Norm Balancing Optimizers

TL;DR: Balancing row and column-wise update magnitudes alone can reproduce a surprising share of Muon’s performance. Across a CNN, an MLP, and a small transformer, this lightweight norm-balancing step often matches AdamW and sometimes closes much of the gap to Muon, without explicit orthogonalization and without any extra variance/second-moment buffers. These results suggest norm balancing may be a simple, useful source of optimizer stability worth studying on its own.

Update matrix stats vs steps (nanoGPT)

Preconditioning is an important part of the deep learning optimizer puzzle. Adaptive optimizers like AdamW¹ rescale each coordinate using a running estimate of the gradient’s second moment. Matrix-aware methods such as Shampoo² and SOAP³ go further by explicitly modeling the geometry of matrix-valued parameters through structured preconditioners.

Recent work on Muon⁴ takes a different but related path: rather than estimating curvature, it directly reshapes the update matrix itself, approximately orthogonalizing momentum updates via Newton–Schulz before applying them. This preconditioning of the momentum updates is conceptually similar⁵ to Shampoo with its EMAs disabled: both project updates toward semi-orthogonal matrices.

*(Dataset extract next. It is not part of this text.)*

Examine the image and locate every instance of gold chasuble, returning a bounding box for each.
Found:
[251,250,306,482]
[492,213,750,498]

Muon’s update transform mixes two geometric effects. It pushes momentum updates toward being semi-orthogonal along the shorter axis (via approximate orthogonalization), while also making the update closer to unit-norm per row/column. This post isolates the second effect. Concretely: how much stability and performance can we recover by only balancing row/column update magnitudes, without enforcing orthogonality?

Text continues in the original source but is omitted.